Bridge helps build friendships for local players
Published 12:07 am Sunday, February 28, 2010
Perhaps Sophia Pertillo from “The Golden Girls” said it best.
“It is so great to play cards because you speak and change subject at will and the cards fill in the silences,” she said.
Natchez’s own set of card-playing golden girls vouches that Pertillo had it correct.
Bridge is a complicated game for those who don’t play, but for those who do, it’s simply a relaxing time with friends.
One group of Natchez ladies has been playing bridge together, twice a month, for more than 20 years. The games typically last six hours and include lunch, coffee and a good mix of conversation and friendly banter.
“When we started our games always ended between 2 and 3 in the afternoon because that is when we all had to leave to pick up children from school,” Lynn Bradford said. “Now, all of our children are grown and out of school, but we still stop about 3.
“I guess it is just the habit of playing the same way all those years.”
Through the hours of bridge playing and chatting, friendships were developed that are deeper than wondering who has the best hand of cards.

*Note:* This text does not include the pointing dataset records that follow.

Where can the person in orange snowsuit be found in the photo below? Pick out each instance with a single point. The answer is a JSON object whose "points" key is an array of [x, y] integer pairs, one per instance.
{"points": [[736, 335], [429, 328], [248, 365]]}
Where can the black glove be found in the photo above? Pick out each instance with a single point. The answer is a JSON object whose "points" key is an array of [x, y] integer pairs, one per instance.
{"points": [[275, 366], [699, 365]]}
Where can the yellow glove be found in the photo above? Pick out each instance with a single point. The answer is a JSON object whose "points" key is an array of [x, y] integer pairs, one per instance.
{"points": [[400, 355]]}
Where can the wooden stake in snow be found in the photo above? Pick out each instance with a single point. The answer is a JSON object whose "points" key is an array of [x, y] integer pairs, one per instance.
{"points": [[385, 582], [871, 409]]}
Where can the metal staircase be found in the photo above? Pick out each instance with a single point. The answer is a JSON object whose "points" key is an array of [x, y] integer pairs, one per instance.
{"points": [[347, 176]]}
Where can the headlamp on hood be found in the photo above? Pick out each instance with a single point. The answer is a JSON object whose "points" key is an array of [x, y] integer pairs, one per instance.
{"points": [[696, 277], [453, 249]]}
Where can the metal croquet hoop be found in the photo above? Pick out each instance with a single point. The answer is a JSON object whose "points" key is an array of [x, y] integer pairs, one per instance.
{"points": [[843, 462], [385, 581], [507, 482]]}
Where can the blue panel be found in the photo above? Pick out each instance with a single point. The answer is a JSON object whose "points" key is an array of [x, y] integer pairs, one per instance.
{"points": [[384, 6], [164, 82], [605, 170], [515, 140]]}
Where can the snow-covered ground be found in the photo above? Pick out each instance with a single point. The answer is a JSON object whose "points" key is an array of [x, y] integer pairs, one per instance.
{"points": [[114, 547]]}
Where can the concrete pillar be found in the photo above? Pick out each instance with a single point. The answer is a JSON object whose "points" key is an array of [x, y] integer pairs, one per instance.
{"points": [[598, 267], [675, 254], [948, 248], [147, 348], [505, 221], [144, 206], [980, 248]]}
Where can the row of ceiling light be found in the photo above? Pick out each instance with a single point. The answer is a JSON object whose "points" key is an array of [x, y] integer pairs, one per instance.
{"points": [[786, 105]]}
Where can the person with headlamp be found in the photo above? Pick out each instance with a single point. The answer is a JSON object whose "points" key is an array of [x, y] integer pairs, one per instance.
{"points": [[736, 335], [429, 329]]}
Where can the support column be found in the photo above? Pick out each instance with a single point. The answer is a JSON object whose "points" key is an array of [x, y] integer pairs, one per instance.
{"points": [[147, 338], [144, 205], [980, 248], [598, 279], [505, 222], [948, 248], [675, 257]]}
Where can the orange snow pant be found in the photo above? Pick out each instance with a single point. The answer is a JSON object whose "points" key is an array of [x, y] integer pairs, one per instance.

“There are some groups of bridge players that are very serious,” said Missy Brown. “We are more of a just-for-fun group. We don’t take winning very seriously.”
Each month the hostess hosts a game at her house and then organizes a lunch game at a local restaurant.
“A lot of what we do centers around the food,” Deborah Martin said. “It is fun getting together, playing cards and talking, and there is always good food.”
Martin has been playing bridge for almost 30 years, but she has been playing card games in general for most of her life. She learned bridge from her parents after getting married.
Martin and her husband lived with her parents briefly while buying a house in Natchez. It was during that time, that Martin started playing bridge.
“There were no houses for sale in Natchez, so we lived with my parents in Vicksburg,” she said. “My husband lived in a hotel (in Natchez) during the week and then came to Vicksburg for the weekend. Every weekend, we played bridge.
“Once we bought a house and moved to Natchez, I found a group to play with here.”
And now she shares bonds with her bridge group that even her husband wouldn’t understand.
One spade, two hearts, three clubs, three notrump — the bidding system in bridge is like a secret code that only the best of friends are able to decipher.
“You are having a conversation with your playing partner,” Darlene Christian said. “You’re trying to tell her what you have and figure out what she has without telling the team you’re playing against.”
“You try to send physic messages to your partner. If you play enough with the same people, you can start reading their faces and know what kind of hand they have.”
The conversation flows easily, covering everything from updates on everyone’s children and families, mutual friends, grandchildren, favorite recipes and pets as the players play almost unconsciously.
Occasionally, the conversation overtakes the game.
“Wait, wait, who led that card,” Bradford asks. “Sometimes I forget to pay attention to the game.”
But since the group doesn’t take winning too seriously — the game winner only takes home $6 — they graciously catch Bradford up on the game. She plays her card, and the conversation continues.
“We’d never make it in a serious bridge group,” Killian said. “They’d get fed up with us, I’m afraid.”
But for the eight ladies in her group, the dynamic works perfectly.
“When I first got asked to play bridge all those years ago, I took a few lessons so I’d have some idea of what was going on and not make a fool of myself,” Bradford said. “Now, I look forward to playing, but probably still make a fool of myself sometimes.”
Friendships are commonly formed among bridge players. Bethany Overton, who has played bridge for more than 50 years, said its just natural to bond with your playing partner.
“For many of these groups that play week after week, the players become more like a support system than just bridge players,” she said. “Anyone you spend four or six hours with doing any activity, you are going to bond with.
“If you don’t bond with them in that time, its likely you won’t be playing with them very long.”
She said with bridge in particular, because of the bidding system and the need to communicate non-verbally with a partner, the bond of friendship makes for a better bridge player.
“After you play together for so long, you can read your partner’s body language and figure out if they have a good hand or nothing at all,” she said. “They may have a facial expression they make subconsciously that only you can pick up on, but it helps you know when to bid higher and when to stop.”